И снова мое сердце бьется в невидимой теплой руке, и я вспоминаю, как мы с матерью спускаемся вниз по лестнице, отыскиваем в снегу сани, поблескивающие под луной выгнутыми полозьями, я усаживаюсь в них, вытягиваю перед собой ноги в тяжелых валенках. А мать с усилием тянет, дергает за веревку, чтобы сани (полозья успели примерзнуть к снежному насту) сдвинулись с места, и мы едем домой под желтовато мигающими, накрытыми белыми шапками вечерними фонарями. Едем молча, каждый думает о своем. И лишь иногда мать оборачивается — не свалился ли я с саней, не снял ли по беспечности варежки, не отморозил ли щеку, и, убедившись, что со мной ничего не случилось, еще ненадолго задерживает на мне взгляд. И тут я неуверенно улыбаюсь, чувствуя, что наши мысли совпадают, и думаем мы об одном: как нам кажется, о тетушке, о дядюшке, о сухарях и баранках, хотя на самом деле о чем-то ином, почти невыразимом в словах и лишь обретающем смысл в ее взгляде и ответной улыбке.
Часть вторая
ПОДВАЛ В ДОКУЧАЕВОМ
Глава первая
КРАСНОЕ И ЧЕРНОЕ
Какие там привидения!
…а ведь был этот переулок — был. И начинался он от Большой Спасской улицы, которая выходила на Садовое кольцо неподалеку от Колхозной площади, Сретенки и Проспекта Мира. В моем детском сознании это место запечатлелось не столько как район соединения площади, улицы и проспекта, сколько как точка соприкосновения, слияния трех материков, трех континентов. И каждый из этих континентов обладал своей неповторимой экзистенцией. Одно дело Сретенка с ее тихими, овеянными мечтательной дремой переулками, спускающимися к Трубной площади, космически-нездешним кинотеатром «Уран» и магазином «Грибы и ягоды», поражавшим мое воображение тем, что там помимо грибов продавались фазаны, куропатки и всякая иная причудливая дичь. А другое дело Проспект Мира с застекленными парниками и оранжереями Ботанического сада, переулками — Банным, Грохольским, Трифоновским, и каменными атлантами, поддерживающими балкон старинного двухэтажного дома.

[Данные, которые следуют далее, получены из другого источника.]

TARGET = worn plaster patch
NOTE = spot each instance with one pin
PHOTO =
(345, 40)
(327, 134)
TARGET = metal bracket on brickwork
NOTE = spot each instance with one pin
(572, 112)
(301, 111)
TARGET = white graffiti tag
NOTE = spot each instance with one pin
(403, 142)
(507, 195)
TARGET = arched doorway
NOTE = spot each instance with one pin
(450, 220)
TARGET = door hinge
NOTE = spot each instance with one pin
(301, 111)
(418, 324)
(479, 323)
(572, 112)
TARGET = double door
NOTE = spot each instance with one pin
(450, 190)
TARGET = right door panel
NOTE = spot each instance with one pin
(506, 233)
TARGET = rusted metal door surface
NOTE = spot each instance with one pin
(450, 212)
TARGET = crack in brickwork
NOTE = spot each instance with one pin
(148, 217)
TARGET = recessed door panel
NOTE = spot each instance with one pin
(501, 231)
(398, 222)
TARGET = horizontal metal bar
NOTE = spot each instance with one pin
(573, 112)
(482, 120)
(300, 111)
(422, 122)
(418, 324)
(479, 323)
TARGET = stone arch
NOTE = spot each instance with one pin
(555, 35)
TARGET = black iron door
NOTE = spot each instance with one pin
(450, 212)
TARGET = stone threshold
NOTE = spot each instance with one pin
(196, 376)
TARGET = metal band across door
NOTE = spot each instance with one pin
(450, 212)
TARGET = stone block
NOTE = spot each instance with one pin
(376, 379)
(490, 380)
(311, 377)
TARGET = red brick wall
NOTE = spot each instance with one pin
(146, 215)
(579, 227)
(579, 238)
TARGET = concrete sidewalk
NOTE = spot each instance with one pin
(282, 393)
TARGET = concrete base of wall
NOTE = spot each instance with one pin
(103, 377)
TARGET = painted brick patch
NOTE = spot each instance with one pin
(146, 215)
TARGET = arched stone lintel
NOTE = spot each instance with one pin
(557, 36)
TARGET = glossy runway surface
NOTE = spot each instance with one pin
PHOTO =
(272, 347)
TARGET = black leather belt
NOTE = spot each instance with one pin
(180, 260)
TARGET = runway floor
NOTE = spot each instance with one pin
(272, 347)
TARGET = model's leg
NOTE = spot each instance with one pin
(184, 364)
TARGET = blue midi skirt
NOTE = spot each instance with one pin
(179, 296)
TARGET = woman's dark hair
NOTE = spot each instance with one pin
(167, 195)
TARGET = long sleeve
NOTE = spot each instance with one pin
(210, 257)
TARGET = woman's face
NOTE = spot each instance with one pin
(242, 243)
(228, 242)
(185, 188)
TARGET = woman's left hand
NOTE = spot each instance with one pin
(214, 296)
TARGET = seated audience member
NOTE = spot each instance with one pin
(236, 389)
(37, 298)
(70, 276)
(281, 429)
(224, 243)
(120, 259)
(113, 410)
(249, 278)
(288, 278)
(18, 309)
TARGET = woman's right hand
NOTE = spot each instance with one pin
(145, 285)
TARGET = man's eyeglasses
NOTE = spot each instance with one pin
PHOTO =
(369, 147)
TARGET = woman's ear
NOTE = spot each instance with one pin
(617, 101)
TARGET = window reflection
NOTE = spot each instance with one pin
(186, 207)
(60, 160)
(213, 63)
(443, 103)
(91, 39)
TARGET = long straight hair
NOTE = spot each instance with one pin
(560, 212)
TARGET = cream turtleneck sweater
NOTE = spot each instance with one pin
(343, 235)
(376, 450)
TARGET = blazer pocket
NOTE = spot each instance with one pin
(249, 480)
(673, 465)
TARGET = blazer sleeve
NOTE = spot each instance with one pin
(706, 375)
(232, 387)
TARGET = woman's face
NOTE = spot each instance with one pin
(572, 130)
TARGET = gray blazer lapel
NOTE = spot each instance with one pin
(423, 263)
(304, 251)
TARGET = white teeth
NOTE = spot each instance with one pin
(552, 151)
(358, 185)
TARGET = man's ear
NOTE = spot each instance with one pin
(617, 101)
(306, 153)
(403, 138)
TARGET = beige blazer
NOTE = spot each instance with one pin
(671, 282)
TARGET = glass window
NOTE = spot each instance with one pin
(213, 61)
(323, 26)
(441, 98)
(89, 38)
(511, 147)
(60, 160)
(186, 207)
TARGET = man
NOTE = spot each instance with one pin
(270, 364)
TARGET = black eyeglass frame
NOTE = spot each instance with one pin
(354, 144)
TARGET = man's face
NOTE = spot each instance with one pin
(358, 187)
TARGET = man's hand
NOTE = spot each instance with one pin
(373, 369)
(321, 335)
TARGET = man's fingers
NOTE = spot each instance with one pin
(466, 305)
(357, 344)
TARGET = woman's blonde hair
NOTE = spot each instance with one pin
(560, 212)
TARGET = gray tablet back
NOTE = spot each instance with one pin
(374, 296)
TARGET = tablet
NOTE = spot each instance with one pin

И конечно же нечто совершенно особое воплощала в себе Колхозная площадь с усадебными колоннами и парковой оградой института Склифосовского, за которой, собственно, и прятался тот переулок, называвшийся Докучаевым.
Да, Докучаев переулок, он узким кошачьим лазом петлял между двухэтажными домами с горбатыми крышами, рядами кирпича, краснеющего из-под осыпавшейся штукатурки, разбитыми слуховыми окнами и выныривал где-то на Каланчевке, поблизости от трех вокзалов. И был в начале переулка дом — такой же, как все, с тем лишь отличием, что снаружи его не заштукатурили, а в елочку обшили досками, которые почернели от времени и приобрели некое странное свойство — гниловато светиться и фосфоресцировать под луной. Впрочем, местных жителей, возвращающихся домой в ночную пору, это не слишком пугало, и было бы ошибкой утверждать, будто о светящемся доме ходила дурная слава, и он пользовался репутацией дома с привидениями.
Какие там привидения, если самые обычные люди топили углем и дровами печи, сушили белье во дворе на веревках, которые поддерживали раскачиваемые ветром шесты, квасили в бочках капусту с брусничкой, а вовсе не вертели столы, не вызывали духов и не гадали на кофейной гуще! И, что для нас особенно важно отметить, в доме был подвальный этаж, или, попросту говоря, подвал. Да, подвал со спускающейся вниз деревянной лестницей, длинным, тускло освещенным коммунальным коридором, застеленным выцветшими половиками, двумя рядами крашеных или обитых дерматином дверей и наполовину ушедшими в землю окнами, в которые видны лишь ноги редких прохожих.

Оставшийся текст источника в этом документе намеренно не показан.